Legislators heard amendments to the bill on Tuesday that specified how the community would benefit from a $1.5 billion, 30,000-seat ballpark, planned for the Tropicana Las Vegas site.

The first amendment would specify that the boundaries of the special tax district, created to fund the bonds issued to build the stadium, will encompass the facility itself “and any surrounding or adjacent properties necessary for the operation of that project.” The amendment specifies that no hotels or gaming establishments will be located inside the district.

The amendment also specifies that Clark County must issue the bonds for a portion of the stadium costs, and that the state isn’t responsible for their repayment. The county may, if necessary, draw upon a state line of credit, with the review and approval of the Interim Finance Committee, a group of lawmakers that handles financial issues when the Legislature is not in session.

The amendment also specifically reserves the right of the Legislature to pass new laws or repeal or amend others regarding the stadium project.

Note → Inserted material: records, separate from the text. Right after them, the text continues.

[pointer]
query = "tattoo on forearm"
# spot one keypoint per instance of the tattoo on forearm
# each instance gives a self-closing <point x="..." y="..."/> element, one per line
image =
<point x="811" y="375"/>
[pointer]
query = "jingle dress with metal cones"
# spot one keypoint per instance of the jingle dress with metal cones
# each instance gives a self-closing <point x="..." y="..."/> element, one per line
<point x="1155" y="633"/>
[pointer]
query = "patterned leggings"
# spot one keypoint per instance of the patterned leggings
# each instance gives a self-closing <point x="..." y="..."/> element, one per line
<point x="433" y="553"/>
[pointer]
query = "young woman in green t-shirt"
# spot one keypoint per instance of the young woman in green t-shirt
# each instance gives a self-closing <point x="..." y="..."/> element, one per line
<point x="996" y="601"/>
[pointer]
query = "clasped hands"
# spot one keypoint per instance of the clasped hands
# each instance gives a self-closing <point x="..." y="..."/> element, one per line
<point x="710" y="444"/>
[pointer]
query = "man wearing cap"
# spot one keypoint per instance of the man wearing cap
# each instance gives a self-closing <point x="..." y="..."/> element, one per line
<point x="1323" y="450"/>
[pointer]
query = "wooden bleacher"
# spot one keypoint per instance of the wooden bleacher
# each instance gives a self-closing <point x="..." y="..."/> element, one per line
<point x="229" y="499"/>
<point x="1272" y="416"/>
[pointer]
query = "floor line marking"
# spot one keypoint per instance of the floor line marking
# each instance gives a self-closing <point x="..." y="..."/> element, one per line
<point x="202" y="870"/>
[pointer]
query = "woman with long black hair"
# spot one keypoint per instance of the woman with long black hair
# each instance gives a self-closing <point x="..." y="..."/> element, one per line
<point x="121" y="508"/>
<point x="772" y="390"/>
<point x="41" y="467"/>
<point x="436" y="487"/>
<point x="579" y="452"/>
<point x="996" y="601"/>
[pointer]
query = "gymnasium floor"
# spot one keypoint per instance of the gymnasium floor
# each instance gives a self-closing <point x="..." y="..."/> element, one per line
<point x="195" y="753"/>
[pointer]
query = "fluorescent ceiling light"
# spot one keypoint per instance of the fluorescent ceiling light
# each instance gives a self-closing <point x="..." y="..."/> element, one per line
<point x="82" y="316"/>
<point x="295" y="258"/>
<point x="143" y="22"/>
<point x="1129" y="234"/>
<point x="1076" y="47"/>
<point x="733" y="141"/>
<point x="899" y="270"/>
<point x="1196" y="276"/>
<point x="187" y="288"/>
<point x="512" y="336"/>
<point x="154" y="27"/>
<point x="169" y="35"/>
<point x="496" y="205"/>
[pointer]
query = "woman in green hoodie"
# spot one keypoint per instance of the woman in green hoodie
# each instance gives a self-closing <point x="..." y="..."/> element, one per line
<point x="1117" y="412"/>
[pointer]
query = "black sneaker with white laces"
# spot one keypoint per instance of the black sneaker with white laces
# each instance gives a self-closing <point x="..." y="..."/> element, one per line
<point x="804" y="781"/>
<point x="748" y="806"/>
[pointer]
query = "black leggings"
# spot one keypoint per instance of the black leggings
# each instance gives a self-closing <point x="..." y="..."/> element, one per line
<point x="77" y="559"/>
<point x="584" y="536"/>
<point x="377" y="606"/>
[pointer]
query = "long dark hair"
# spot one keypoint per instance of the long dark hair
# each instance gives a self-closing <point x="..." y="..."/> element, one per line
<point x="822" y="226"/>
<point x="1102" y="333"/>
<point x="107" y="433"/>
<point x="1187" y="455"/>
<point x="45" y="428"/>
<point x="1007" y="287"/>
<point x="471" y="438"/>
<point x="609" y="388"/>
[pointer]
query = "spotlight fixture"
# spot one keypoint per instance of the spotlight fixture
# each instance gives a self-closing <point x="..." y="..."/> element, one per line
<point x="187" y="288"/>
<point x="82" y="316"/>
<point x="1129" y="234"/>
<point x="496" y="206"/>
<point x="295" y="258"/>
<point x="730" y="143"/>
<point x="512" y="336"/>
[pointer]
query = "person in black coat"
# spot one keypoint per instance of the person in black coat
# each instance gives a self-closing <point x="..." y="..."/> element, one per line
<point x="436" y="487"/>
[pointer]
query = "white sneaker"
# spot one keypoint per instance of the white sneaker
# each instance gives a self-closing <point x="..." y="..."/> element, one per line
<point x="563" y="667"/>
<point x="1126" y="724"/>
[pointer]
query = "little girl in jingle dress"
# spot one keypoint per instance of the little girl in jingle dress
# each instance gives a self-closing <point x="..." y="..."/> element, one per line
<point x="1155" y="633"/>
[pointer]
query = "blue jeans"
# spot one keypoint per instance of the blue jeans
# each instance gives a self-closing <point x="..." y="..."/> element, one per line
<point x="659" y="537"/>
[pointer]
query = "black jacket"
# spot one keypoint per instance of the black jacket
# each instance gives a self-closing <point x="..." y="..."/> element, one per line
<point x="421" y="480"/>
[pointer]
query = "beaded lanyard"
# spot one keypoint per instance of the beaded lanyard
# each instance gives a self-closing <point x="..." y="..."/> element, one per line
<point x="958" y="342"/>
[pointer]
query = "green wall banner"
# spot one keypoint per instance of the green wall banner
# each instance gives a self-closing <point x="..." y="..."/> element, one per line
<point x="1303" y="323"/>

In response to a question from Sen. Pat Spearman, D-North Las Vegas, Legislative Counsel Bureau General Counsel Kevin Powers acknowledged that, if revenues fell far short of projections and all other contingencies were exhausted, Clark County taxpayers would be on the hook to pay the stadium bonds. Powers called that the “worst-case scenario,” but said that because the county would be issuing general obligation bonds, there would be a contract with bondholders that the county would have to honor, even if that required a tax increase.

Community benefits

More details of the community benefits program — which many legislators found inadequate last week — were outlined in the first amendment.

During both the construction and operation phases, the workforce is required to be diverse, and must be paid a living wage. Team players must participate in education programs, such as youth baseball, and the team must provide scholarships, mentorships and internships.

It requires minimum community benefits funding from the A’s of $500,000 each year before the opening of the stadium. Once the ballpark is in operation for the start of the 2028 season, that funding increases to either $1.5 million per year or 1 percent of ticket revenues, said Steve Hill, CEO of the Las Vegas Convention and Visitors Authority.

The amendment also outlines plans for accountability. A baseball stadium community oversight committee will submit reports detailing the progress and accountability of the community benefits to the governor, the Legislative Counsel Bureau and Clark County officials. A community benefits director will advise the committee and monitor compliance with the agreement.

The governor, Senate majority leader and the speaker of the Assembly will each appoint a person to serve on the oversight committee. The Clark County Commission and the Las Vegas Stadium Authority will appoint two people to serve on the board.

If the committee determines that the A’s failed to comply with the community benefits agreement, the committee will inform the A’s in writing, and the team must respond and describe how and when they will comply.

Changes also were made to the resort corridor homelessness prevention and assistance fund, now called the Clark County Fund. The administration of the fund has been put solely in the hands of Clark County and local governments, rather than include the resort industry and the A’s.

Paid leave, prevailing wages

The second amendment would require businesses with 50 or more employees that receive tax exemptions from the state to provide at least 12 weeks of paid family medical leave to its employees after they’ve been employed for one year, and it requires a pledge that businesses receiving exemptions will not retaliate against any employee who takes advantage of that leave.

It also removes an exemption currently in state law that allows railroads and monorail projects to avoid paying prevailing wages on construction or repairs.

Both provisions were included in legislation passed by the recently concluded regular session, but were vetoed by the governor.

A previous version of this story incorrectly reported vote totals by the Senate Committee of the Whole.